The Weight of History
Ethiopia today is a different country from the one Mengistu ruled, though not necessarily a freer one. The Tigray People's Liberation Front that helped overthrow him would itself become the dominant force in Ethiopian politics for nearly three decades, before being sidelined and eventually fighting a devastating civil war from 2020 to 2022.
Eritrea did achieve its independence in 1993, following a referendum. The decades-long war that Mengistu tried to win through force ultimately ended in partition.
The Solomonic dynasty that Mengistu ended has not been restored. The last emperor's descendants live in exile, occasionally mentioned in discussions about Ethiopian monarchy but with no realistic prospect of return to power. Seven hundred years of history ended with Mengistu—not with a noble transition, but with a pillow pressed against an old man's face, if the rumors are true.

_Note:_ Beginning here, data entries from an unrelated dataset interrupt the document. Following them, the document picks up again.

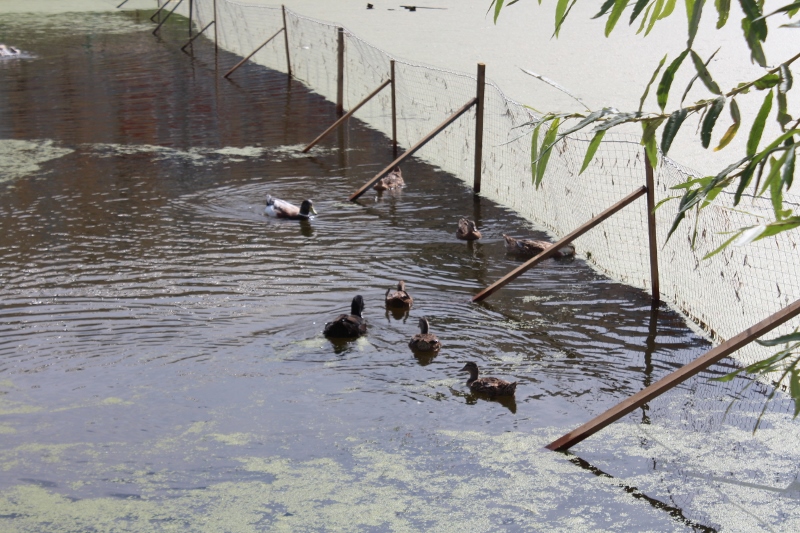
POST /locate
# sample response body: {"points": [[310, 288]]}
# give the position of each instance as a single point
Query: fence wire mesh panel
{"points": [[721, 296]]}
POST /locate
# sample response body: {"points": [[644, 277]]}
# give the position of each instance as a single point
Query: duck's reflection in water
{"points": [[471, 398]]}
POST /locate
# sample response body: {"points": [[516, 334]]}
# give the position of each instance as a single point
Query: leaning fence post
{"points": [[340, 73], [675, 378], [651, 226], [167, 17], [216, 34], [394, 110], [286, 42], [476, 186]]}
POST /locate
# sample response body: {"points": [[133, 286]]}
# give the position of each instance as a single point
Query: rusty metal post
{"points": [[651, 227], [286, 42], [243, 61], [346, 116], [485, 293], [394, 109], [408, 153], [476, 186], [158, 12], [340, 72], [675, 378], [167, 17], [190, 41]]}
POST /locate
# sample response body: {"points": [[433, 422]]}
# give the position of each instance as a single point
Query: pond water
{"points": [[162, 363]]}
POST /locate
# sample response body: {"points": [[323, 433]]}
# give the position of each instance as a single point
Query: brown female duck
{"points": [[281, 209], [399, 299], [393, 180], [467, 231], [348, 326], [489, 386], [531, 248], [424, 341]]}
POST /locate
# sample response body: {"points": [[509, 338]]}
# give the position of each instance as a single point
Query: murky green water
{"points": [[162, 364]]}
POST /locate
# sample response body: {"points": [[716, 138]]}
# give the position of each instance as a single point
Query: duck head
{"points": [[307, 208], [357, 307], [424, 326], [472, 368]]}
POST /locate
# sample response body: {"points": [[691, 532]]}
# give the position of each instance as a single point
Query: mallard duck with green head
{"points": [[424, 341], [467, 231], [348, 326], [281, 209], [489, 386], [531, 248], [399, 299], [393, 180]]}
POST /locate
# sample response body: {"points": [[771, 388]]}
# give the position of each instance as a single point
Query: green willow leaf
{"points": [[662, 93], [784, 9], [704, 74], [669, 7], [592, 149], [535, 152], [767, 81], [637, 10], [730, 133], [644, 19], [752, 10], [498, 5], [671, 129], [752, 36], [650, 83], [786, 79], [608, 4], [616, 13], [758, 125], [775, 186], [547, 145], [744, 180], [783, 339], [723, 9], [711, 119]]}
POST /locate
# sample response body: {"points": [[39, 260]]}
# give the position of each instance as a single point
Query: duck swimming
{"points": [[393, 180], [348, 326], [489, 386], [399, 299], [531, 248], [8, 51], [424, 341], [280, 209], [467, 231]]}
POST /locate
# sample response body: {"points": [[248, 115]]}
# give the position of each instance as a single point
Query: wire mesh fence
{"points": [[722, 296]]}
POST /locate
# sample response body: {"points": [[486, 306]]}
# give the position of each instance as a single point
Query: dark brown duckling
{"points": [[489, 386], [424, 341], [281, 209], [399, 299], [531, 248], [348, 326], [467, 231], [393, 180]]}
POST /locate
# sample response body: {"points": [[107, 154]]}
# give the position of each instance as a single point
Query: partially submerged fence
{"points": [[723, 295]]}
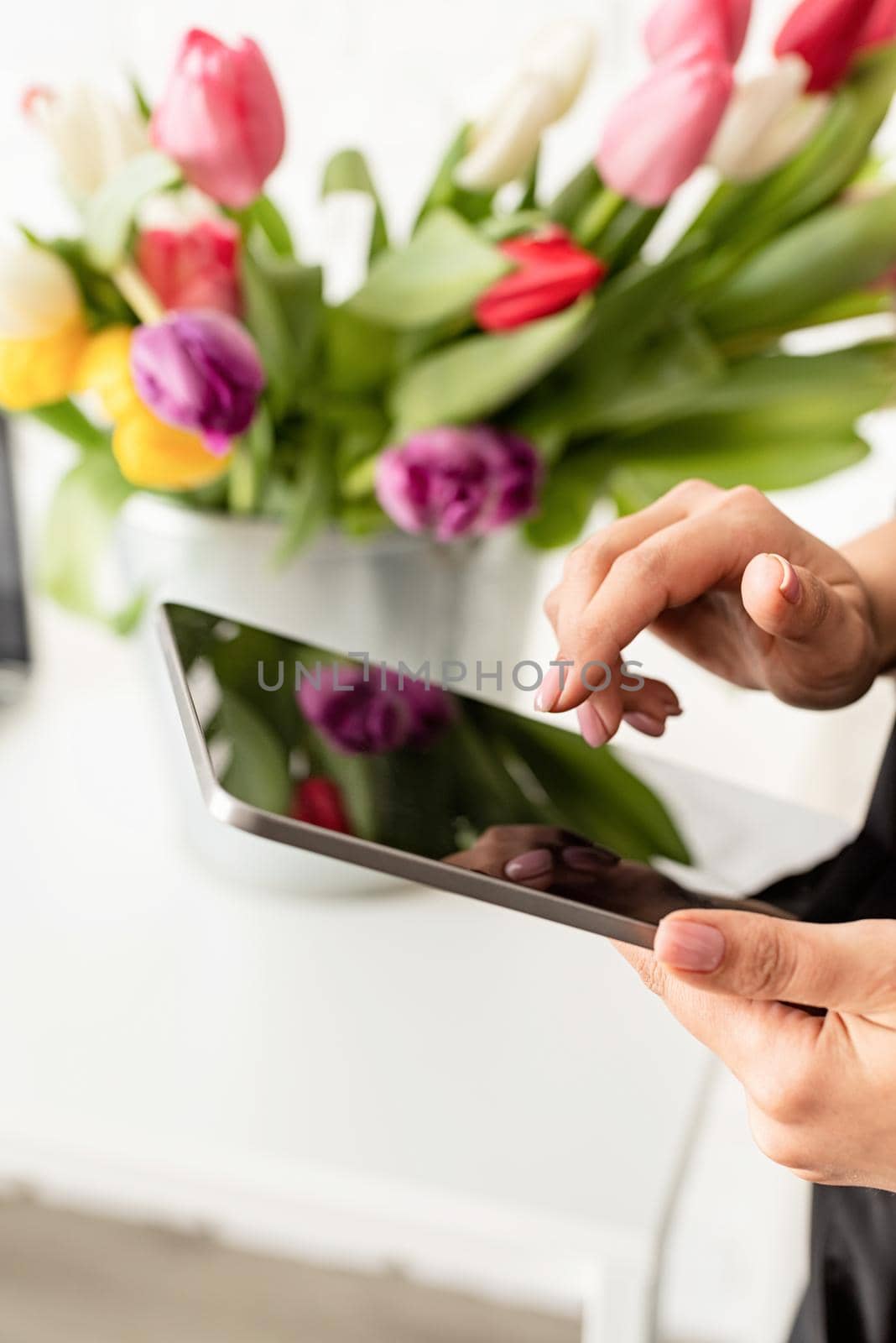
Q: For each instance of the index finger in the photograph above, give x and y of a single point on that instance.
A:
(669, 570)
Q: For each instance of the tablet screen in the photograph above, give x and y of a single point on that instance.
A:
(391, 755)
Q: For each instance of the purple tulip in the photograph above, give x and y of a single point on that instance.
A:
(367, 718)
(199, 371)
(455, 483)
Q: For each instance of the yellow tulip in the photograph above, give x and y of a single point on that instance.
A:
(149, 453)
(105, 369)
(157, 457)
(42, 369)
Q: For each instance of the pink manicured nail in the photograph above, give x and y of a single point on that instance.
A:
(790, 586)
(537, 863)
(591, 727)
(688, 946)
(647, 724)
(550, 689)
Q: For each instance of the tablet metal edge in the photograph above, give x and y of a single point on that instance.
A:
(414, 868)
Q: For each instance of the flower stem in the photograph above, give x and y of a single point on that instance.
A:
(137, 293)
(597, 215)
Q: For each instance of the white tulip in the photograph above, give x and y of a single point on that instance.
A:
(562, 53)
(90, 134)
(549, 80)
(38, 293)
(768, 118)
(503, 147)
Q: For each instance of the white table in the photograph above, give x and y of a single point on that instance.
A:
(481, 1096)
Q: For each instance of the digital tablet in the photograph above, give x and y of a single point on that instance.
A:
(385, 767)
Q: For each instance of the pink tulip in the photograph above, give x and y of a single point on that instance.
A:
(662, 132)
(826, 35)
(221, 118)
(880, 27)
(710, 26)
(195, 266)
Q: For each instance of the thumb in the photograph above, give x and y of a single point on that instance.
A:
(848, 967)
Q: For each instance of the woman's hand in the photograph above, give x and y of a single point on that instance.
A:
(821, 1090)
(565, 864)
(728, 581)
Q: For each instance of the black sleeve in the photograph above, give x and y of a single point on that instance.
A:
(860, 881)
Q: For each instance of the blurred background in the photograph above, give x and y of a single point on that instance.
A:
(235, 1108)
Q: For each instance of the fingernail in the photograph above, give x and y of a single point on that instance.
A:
(790, 586)
(589, 860)
(549, 691)
(591, 727)
(647, 724)
(537, 863)
(688, 946)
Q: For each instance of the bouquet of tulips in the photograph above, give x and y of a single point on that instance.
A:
(515, 358)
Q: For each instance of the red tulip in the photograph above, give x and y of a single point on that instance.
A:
(194, 268)
(880, 27)
(662, 132)
(221, 118)
(551, 273)
(320, 803)
(715, 27)
(826, 35)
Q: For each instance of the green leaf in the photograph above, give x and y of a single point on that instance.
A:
(349, 171)
(628, 312)
(313, 492)
(808, 391)
(266, 217)
(483, 374)
(78, 541)
(284, 313)
(445, 194)
(660, 382)
(362, 517)
(591, 792)
(102, 300)
(748, 215)
(576, 196)
(360, 355)
(141, 101)
(251, 463)
(568, 499)
(836, 252)
(66, 420)
(259, 770)
(439, 274)
(110, 212)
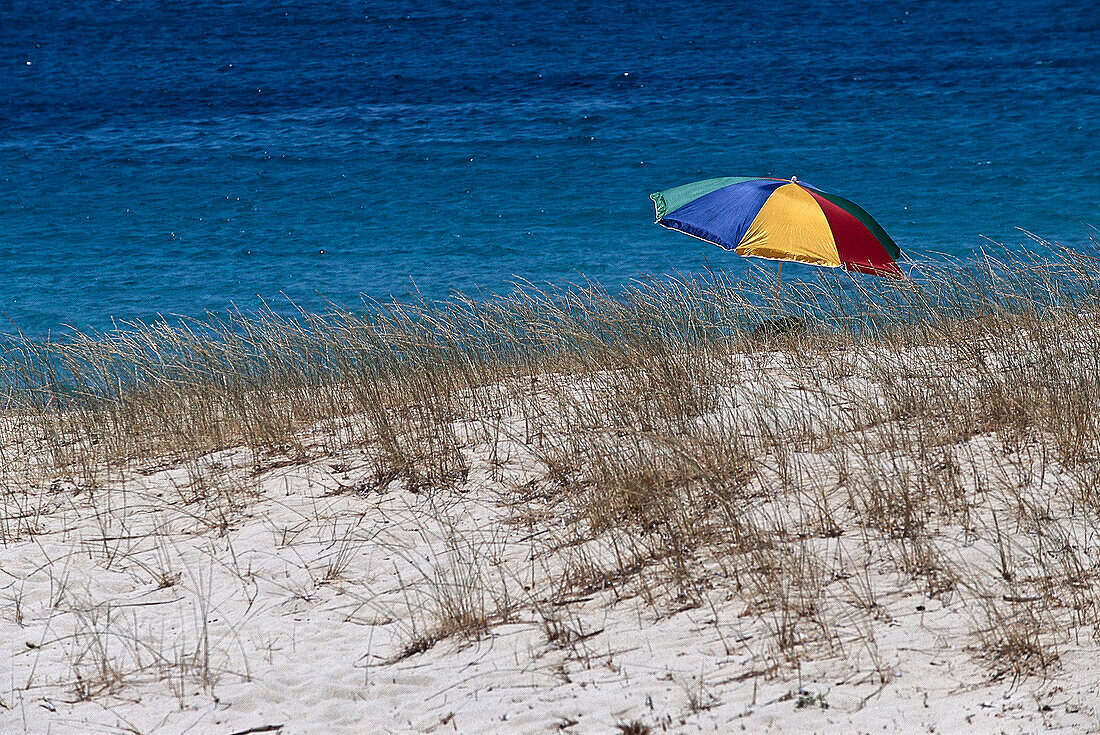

Mengistu himself turns eighty-eight in 2025, if he is still alive. He has outlasted Haile Selassie, outlasted the Soviet Union, outlasted the Cold War that enabled his rise, outlasted his victims. He has never faced justice for his crimes, and at his age, he almost certainly never will.
The Red Terror, the famine, the executions—they have passed from living memory into history. Ethiopians born after Mengistu's fall now have children of their own. The dictator's name is a byword for brutality, but he remains a free man, living out his final years in African sunshine.
There is no tidy moral to this story. Sometimes the villains escape. Sometimes history offers no justice, only memory.